Añade a tu archivo /etc/env.d/99local el siguiente parámetro:

```
LDEMULATION=elf_x86_64
```

La alternativa para sistemas de 32bits sería elf_i386. Y ejecuta 

```
env-update && source /etc/profile
```

 (aunque sólo lo hará útil en esa terminal, lo mejor es reiniciar para que surta efecto cada vez que inicias sesión).

Con ello y tras un emerge -e world (cuidado hay uno o dos paquetes que no lo admiten o ignoran (grub es uno de los que lo ignora)). Observarás que la diferencia se nota a simple vista. (La labor de prelink se realiza completamente en paralelo a la del enlazador, según todo lo que he leído).

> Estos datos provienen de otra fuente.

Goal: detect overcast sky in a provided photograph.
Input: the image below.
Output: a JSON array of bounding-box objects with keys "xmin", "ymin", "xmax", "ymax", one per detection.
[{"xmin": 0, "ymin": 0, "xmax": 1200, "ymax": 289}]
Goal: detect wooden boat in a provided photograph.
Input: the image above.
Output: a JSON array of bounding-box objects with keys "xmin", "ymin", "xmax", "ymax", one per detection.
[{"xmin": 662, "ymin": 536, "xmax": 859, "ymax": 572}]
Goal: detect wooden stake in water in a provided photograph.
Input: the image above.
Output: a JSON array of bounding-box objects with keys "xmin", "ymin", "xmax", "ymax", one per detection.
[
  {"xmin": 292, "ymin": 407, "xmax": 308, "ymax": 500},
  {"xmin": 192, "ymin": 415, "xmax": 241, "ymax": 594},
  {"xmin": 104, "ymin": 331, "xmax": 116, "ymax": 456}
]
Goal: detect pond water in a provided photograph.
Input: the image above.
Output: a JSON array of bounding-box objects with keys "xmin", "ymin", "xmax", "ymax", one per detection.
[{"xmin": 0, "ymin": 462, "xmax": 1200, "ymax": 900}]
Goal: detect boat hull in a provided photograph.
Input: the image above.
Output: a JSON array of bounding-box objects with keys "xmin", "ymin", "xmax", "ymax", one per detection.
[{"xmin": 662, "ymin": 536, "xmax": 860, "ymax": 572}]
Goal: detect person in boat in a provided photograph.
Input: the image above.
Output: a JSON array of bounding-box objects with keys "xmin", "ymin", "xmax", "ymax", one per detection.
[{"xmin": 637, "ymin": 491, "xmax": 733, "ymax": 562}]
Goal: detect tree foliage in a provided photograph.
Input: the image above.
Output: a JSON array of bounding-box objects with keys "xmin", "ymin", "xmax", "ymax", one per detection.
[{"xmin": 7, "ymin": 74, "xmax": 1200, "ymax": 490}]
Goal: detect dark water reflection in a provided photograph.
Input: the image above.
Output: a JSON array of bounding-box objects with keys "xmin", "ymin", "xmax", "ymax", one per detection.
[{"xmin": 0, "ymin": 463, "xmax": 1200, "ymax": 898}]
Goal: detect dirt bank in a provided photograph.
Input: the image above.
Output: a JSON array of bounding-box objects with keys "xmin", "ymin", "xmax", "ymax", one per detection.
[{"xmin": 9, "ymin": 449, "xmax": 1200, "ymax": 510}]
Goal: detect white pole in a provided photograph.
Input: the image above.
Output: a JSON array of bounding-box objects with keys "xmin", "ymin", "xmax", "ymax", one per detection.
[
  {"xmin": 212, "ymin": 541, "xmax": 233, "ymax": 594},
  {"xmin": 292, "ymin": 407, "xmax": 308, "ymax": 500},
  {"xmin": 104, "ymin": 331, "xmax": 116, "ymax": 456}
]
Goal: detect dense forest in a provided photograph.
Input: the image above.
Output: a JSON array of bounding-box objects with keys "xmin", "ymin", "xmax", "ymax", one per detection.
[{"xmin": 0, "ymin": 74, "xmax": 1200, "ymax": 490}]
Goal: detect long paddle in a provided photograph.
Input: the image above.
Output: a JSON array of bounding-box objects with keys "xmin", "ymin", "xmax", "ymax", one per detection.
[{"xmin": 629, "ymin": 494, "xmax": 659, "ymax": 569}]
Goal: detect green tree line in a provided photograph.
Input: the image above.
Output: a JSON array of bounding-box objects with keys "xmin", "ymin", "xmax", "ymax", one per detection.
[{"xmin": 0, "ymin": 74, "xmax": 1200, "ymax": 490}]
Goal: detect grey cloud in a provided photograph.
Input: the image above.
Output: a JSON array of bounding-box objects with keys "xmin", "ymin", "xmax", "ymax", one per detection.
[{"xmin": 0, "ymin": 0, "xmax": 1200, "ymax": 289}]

Hay otras opciones interesantes en los scripts configure no tenidas en cuenta por las USEs de Gentoo, como el --with-pic (sobre todo si se usa prelink); pero esta no la recomiendo en x86 (dado que no surte efecto) y con mi Turion64x2 aún no he jugado con ella... Pero ahí queda.

----------

## LaTex2e

Con initng en 29 segundos desde grub hasta gdm  :Shocked: 

http://blogs.gnome.org/view/mr/2005/11/09/0

Recuerdo cuando los de gentoo  eramos los más rápidos, pero parece que ya llovio desde eso   :Sad: 

Saludos.

----------

## achaw

Yo estuve probando initng un tiempo y nunca lo pude hacer correr bien...despues me canse, no se como andara ahora pero creo que en gentoo esta medio verde...

Saludos

----------

## gringo

 *Quote:*   

> Recuerdo cuando los de gentoo eramos los más rápidos

 

en que era mas rápida gentoo según tú ?

saluetes

----------

## i92guboj

Jejeje, llevaba tiempo sin ver uno de estos posts tan hilarantes sobre la velocidad supuesta de Gentoo  :Razz: 

Siempre me han hecha gracia, no lo puedo evitar. Si se quiere más velocidad, la única solución que existe a día de hoy es comprarse una cpu más rápida, o mejor, un pc con varias cpus.

Gentoo es tan rápida como cualquier otra distro si está bien configurada, ni más, ni menos. Lo siento por los fans de las CFLAGS de 80 líneas, prelink, -O3 y gcc-7-alpha1. La gran magia de Gentoo es que te permite el nivel de configurabilidad y adaptación de una metadistro como LFS, pero con la flexibilidad de los ports de BSD, y con la facilidad de uso del mando de una televisión. Gran parte de dichos mecanismos de traducen en cosas como las USE flags, el sistema portage y baselayout.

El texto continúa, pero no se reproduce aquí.